An American Marriage by Tayari Jones
Prediction: An American Marriage is going to become the book club book of the year. A year into their marriage, Celestial and Roy’s happiness is disrupted when Roy is falsely accused of rape and imprisoned for 12 years. Both of them are devastated. But while Roy’s behind bars and his life is on hold, Celestial’s personal life goes on — and so does her heart. The book is narrated by three characters, each of whom is right, and wrong, and hurting. Jones never takes sides or judges her characters’ choices. But you, the reader, might feel the urge to. Debate freely at book club.
TV is a thermometer for the cultural moment. And, as Joy Press reveals in this incredibly well-researched and well-written book, the advent of women-led shows since the ‘80s has tied into women’s empowerment.
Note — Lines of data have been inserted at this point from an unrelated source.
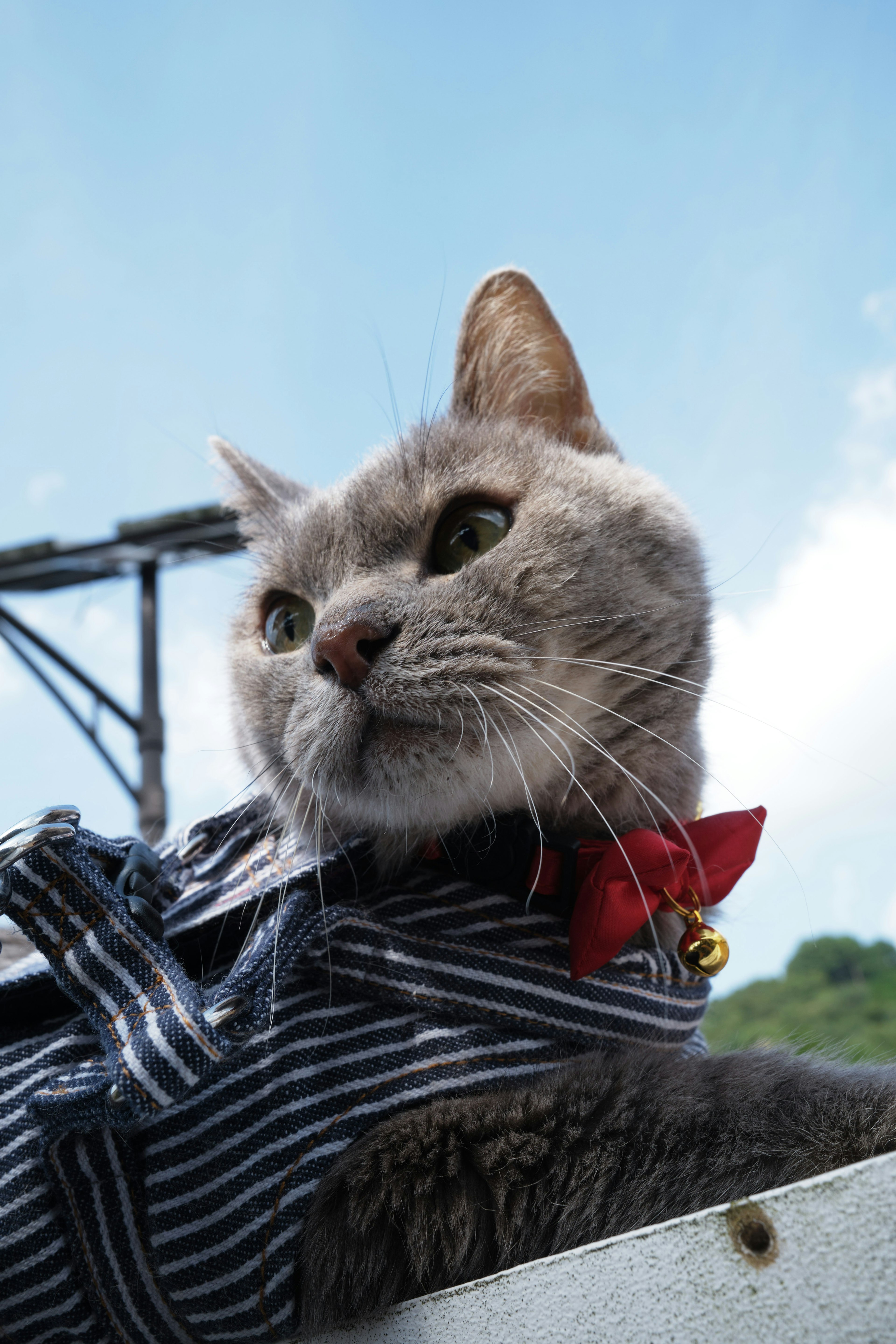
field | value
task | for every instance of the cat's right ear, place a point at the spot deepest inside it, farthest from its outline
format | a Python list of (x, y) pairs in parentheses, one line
[(515, 362), (256, 493)]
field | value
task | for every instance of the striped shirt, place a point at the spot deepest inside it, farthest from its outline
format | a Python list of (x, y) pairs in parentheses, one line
[(156, 1169)]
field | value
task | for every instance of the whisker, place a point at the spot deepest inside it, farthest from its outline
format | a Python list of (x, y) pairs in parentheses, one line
[(708, 700), (700, 765), (637, 881)]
Press interviews creators like Amy Sherman-Palladino, Jenji Kohan, Roseanne Barr, and Shonda Rimes, and vividly conjures up how these women worked as leaders. This book is a must for any TV and pop culture lover.
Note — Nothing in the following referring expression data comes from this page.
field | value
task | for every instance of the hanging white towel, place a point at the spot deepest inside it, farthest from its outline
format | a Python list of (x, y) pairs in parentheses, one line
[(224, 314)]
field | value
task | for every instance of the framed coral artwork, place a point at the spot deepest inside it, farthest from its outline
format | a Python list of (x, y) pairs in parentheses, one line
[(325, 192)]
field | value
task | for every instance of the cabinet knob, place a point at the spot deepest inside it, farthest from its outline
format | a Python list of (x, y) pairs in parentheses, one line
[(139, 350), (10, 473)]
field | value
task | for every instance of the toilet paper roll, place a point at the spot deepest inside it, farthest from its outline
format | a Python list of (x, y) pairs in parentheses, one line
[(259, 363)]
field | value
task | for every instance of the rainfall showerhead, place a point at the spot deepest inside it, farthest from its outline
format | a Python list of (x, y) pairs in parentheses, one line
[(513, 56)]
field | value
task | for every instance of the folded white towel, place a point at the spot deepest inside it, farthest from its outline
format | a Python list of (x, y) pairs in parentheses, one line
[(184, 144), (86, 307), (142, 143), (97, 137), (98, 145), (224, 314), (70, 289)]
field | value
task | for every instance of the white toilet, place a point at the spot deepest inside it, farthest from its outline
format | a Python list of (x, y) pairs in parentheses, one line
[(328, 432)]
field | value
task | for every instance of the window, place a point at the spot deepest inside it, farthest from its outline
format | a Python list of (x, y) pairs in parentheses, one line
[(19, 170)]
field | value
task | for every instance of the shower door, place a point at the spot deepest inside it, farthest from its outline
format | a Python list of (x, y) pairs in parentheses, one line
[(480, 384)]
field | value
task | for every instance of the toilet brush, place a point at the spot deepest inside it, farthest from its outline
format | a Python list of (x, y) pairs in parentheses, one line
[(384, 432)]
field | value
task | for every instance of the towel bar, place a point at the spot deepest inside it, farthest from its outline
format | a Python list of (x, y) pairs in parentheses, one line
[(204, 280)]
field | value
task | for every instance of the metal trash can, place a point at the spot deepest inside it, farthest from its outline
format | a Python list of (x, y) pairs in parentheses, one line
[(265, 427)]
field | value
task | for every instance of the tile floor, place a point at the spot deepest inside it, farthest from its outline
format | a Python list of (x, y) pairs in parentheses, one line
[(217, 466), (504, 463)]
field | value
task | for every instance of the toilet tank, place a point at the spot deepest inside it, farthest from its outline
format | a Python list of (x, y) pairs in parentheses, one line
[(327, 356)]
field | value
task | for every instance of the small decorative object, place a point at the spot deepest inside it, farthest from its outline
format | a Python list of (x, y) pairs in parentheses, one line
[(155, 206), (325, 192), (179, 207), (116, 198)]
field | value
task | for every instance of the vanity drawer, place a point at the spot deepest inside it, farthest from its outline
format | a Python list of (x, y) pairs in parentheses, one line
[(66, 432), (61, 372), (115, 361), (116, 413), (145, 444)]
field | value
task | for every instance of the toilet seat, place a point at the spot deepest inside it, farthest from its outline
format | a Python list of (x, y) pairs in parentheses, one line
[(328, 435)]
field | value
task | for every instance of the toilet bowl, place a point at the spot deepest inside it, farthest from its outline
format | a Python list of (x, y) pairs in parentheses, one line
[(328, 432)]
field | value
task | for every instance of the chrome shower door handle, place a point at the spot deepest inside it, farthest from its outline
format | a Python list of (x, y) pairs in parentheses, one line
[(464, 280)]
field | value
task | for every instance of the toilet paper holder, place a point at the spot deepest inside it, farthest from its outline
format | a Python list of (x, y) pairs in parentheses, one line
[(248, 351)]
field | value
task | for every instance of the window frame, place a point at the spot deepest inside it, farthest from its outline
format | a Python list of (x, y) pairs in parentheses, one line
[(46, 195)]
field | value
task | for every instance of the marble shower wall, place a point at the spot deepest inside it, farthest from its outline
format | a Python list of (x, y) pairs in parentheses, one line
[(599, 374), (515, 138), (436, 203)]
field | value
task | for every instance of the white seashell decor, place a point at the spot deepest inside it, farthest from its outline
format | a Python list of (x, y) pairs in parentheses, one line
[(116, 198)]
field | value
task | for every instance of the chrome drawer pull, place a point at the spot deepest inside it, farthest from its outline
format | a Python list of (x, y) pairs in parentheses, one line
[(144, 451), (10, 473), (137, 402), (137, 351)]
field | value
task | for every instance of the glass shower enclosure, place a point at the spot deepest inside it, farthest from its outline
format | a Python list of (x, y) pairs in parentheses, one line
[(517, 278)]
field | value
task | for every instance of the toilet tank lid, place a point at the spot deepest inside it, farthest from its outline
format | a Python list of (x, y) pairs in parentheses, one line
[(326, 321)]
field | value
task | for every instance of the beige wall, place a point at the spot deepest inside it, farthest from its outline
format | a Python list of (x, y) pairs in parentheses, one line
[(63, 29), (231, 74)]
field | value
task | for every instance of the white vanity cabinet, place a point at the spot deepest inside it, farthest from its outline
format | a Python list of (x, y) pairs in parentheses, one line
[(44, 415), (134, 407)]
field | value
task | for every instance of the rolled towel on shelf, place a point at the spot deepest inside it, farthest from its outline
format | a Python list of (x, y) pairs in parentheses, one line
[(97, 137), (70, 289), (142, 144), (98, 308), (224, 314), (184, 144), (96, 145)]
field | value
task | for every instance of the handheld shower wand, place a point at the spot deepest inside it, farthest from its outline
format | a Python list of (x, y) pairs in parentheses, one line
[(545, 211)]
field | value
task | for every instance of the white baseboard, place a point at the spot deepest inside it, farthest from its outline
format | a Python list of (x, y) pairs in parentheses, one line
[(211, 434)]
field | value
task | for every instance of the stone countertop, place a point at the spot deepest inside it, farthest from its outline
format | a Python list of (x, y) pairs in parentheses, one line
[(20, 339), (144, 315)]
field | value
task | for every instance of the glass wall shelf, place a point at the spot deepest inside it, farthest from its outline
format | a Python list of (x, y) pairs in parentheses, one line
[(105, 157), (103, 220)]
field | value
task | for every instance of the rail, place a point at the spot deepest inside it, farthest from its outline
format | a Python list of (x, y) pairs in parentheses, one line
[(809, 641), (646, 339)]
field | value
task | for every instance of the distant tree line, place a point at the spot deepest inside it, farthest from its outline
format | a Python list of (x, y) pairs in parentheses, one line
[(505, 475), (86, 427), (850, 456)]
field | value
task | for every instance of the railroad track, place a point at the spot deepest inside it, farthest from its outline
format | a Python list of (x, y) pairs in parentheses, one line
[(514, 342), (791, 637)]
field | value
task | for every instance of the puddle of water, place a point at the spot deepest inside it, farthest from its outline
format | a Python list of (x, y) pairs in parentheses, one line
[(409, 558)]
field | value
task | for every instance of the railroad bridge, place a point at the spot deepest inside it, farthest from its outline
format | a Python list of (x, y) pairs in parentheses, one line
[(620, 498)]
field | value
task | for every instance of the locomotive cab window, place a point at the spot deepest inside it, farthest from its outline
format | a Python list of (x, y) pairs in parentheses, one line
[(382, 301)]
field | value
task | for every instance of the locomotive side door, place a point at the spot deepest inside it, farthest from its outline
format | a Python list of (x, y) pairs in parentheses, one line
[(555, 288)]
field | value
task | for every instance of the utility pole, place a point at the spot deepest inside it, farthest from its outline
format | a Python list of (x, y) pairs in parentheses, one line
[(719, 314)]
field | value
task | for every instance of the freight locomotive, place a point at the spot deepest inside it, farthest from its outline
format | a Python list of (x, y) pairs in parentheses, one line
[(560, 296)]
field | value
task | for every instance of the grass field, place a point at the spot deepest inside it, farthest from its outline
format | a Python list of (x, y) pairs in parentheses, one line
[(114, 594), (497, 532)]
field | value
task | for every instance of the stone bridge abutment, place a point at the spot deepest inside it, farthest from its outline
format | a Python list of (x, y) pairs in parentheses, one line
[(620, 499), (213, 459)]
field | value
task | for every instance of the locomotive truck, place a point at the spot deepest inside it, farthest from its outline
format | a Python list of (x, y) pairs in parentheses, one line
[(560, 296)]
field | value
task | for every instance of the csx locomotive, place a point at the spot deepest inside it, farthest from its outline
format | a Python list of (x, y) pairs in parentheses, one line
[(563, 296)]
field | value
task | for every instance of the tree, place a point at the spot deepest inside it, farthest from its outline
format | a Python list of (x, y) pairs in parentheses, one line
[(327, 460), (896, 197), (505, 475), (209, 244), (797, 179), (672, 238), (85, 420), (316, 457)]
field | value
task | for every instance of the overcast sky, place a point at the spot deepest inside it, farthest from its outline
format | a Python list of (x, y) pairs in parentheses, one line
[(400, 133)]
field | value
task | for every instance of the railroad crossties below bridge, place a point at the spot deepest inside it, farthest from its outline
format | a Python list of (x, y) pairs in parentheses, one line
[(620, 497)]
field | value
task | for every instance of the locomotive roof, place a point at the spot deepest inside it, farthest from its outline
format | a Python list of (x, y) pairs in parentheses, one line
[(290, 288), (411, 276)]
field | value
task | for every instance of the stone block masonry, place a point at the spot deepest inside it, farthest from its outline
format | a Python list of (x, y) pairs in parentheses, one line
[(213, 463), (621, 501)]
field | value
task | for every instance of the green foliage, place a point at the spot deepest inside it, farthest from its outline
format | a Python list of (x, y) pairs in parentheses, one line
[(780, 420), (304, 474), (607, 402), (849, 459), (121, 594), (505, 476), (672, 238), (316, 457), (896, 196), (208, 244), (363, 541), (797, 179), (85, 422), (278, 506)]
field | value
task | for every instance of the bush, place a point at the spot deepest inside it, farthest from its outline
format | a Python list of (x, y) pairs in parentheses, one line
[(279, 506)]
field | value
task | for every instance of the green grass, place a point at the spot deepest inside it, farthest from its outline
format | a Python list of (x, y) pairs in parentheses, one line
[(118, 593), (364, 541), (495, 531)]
Annihilation by Jeff VanderMeer
For the three weeks I was reading Annihilation (it’s a short book but a slow burn), I was the most annoying person in my loved ones’ lives. All I could do was talk about the book, because it was unlike any other sci-fi novel I’d ever read. The story centers on five women, chosen for expertise in their respective fields, who venture into a mysterious landscape called Area X, which may or may not have a mind and will of its own. Whereas most sci-fi books gradually explain away all the mysteries in their world, VanderMeer lets the unknownness of Area X linger; he doesn’t answer all your questions. An Annihilation movie adaptation drops on February 23.
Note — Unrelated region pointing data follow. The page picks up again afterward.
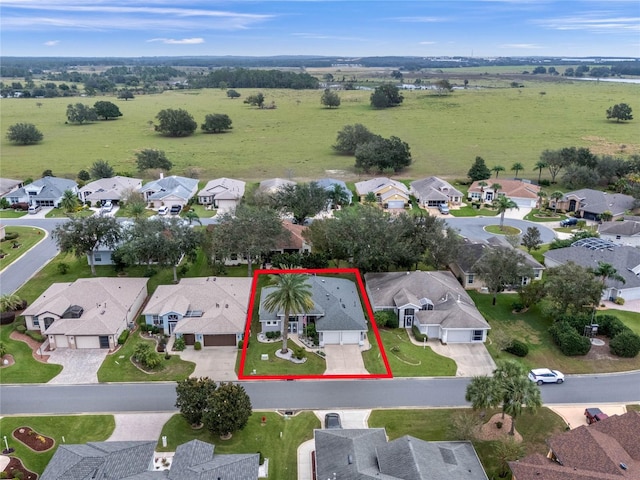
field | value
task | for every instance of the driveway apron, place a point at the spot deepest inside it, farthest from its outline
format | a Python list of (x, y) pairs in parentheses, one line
[(80, 365), (344, 360)]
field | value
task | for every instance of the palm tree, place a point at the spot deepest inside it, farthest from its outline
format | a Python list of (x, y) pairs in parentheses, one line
[(291, 293), (482, 393), (497, 169), (520, 393), (540, 164), (69, 201), (517, 167), (557, 195), (606, 271), (502, 204)]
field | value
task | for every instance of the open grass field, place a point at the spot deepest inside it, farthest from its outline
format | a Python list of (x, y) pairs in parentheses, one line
[(278, 439), (503, 125)]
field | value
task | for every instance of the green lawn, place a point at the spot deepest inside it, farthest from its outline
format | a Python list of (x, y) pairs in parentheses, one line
[(409, 360), (117, 367), (278, 439), (25, 369), (74, 429), (267, 143), (435, 425), (505, 230), (532, 328), (28, 237)]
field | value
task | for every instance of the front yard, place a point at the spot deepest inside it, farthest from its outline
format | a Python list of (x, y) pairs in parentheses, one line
[(278, 439), (532, 328), (73, 429)]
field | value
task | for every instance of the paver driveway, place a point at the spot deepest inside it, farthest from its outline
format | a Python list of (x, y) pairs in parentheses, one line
[(344, 360), (80, 365)]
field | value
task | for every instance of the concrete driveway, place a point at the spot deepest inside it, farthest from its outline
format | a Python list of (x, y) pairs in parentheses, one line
[(217, 363), (344, 360), (472, 359), (79, 365)]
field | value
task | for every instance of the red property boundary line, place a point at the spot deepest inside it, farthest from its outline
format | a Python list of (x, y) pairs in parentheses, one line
[(360, 283)]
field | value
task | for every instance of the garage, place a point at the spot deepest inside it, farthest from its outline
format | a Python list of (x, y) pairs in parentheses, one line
[(395, 204), (87, 342), (350, 338), (222, 340)]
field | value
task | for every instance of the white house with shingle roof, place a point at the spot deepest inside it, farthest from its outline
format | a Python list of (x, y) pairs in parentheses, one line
[(109, 189), (223, 194), (169, 191), (389, 193), (337, 312), (87, 313), (433, 301), (209, 310)]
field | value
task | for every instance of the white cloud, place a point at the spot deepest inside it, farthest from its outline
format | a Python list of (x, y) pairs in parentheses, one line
[(174, 41)]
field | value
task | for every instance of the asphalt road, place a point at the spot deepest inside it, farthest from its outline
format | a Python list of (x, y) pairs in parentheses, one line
[(473, 227), (302, 394)]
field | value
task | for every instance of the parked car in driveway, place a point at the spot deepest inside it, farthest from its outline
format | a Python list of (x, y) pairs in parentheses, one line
[(332, 420), (545, 375), (594, 415)]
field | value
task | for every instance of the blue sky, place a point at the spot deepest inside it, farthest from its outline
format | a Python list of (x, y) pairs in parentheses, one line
[(484, 28)]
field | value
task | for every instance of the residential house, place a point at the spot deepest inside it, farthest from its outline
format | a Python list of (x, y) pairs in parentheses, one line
[(8, 185), (464, 267), (209, 310), (137, 460), (330, 184), (223, 194), (626, 232), (433, 191), (366, 454), (605, 450), (87, 313), (522, 192), (591, 204), (389, 193), (46, 192), (589, 251), (169, 191), (337, 312), (109, 189), (433, 301)]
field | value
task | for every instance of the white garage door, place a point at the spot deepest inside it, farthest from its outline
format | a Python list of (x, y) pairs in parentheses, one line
[(331, 338), (458, 336), (350, 338), (88, 342)]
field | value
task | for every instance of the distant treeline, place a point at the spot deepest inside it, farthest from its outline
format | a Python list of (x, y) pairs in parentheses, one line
[(246, 78)]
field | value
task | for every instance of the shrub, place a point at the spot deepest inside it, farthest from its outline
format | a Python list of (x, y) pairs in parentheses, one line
[(517, 348), (36, 335), (625, 344), (123, 337), (179, 344), (417, 334), (7, 317), (570, 342)]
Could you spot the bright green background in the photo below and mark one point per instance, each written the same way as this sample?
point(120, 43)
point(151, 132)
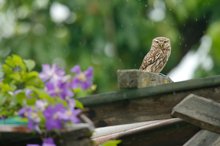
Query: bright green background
point(107, 34)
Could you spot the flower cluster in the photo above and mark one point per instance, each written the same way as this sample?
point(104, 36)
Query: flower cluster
point(46, 99)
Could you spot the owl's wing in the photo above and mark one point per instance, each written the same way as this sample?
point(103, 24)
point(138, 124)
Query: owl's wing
point(151, 57)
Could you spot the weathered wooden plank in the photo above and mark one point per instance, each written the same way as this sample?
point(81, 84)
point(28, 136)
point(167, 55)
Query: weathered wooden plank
point(135, 78)
point(204, 138)
point(143, 104)
point(199, 111)
point(172, 132)
point(21, 136)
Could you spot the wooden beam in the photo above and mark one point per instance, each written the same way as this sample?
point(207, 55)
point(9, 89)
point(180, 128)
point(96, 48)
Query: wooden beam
point(204, 138)
point(199, 111)
point(143, 104)
point(170, 132)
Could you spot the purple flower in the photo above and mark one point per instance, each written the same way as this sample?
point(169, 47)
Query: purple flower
point(52, 73)
point(41, 105)
point(59, 88)
point(52, 119)
point(32, 115)
point(82, 79)
point(48, 142)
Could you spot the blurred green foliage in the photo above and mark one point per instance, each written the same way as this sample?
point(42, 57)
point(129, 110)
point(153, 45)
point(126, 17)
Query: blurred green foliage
point(107, 35)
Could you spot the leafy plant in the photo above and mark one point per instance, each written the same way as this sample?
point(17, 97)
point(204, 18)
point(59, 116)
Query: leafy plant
point(46, 100)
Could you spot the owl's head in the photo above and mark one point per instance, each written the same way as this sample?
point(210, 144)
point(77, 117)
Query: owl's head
point(161, 43)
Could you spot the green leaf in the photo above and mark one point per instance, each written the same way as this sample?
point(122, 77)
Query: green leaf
point(30, 64)
point(111, 143)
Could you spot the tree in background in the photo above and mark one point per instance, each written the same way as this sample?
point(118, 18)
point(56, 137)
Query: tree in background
point(107, 35)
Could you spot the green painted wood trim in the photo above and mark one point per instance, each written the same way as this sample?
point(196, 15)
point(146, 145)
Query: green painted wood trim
point(130, 94)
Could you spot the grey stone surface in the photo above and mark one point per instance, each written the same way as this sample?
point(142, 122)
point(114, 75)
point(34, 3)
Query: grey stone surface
point(134, 78)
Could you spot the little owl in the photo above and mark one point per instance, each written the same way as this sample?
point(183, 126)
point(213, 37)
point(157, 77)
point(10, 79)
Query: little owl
point(157, 57)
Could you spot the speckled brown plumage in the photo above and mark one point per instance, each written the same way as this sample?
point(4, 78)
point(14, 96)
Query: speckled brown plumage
point(157, 57)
The Unbearable Lightness of Being by Milan Kundera
Kundera’s book knocked me out. The classics are classics for a reason, I guess. At the heart of this story, set in the 1970s in Prague, are Tomas and Tereza, a couple who spends most of their time loving and torturing each other. Kundera abandons all the rules of conventional storytelling. He tells, not shows. He turns characters into puppets that demonstrate his larger points. But by doing so, he achieves some very powerful truths on love, and relationships, and the patterns that become our lives. It’s a beautiful read.
The Lone Pilgrim by Laurie Colwin
The writer and chef Laurie Colwin has a cult-like following, and I’m here to initiate more people into it. The characters in The Lone Pilgrim are women in various relationships and stages of the heart. Colwin writes of love and intimacy with such intelligence and accuracy, but still makes room for kindness and lightness. These are not dark stories, but they are true ones. Like a good rom-com, you will come to this book again, and again, and again — I have.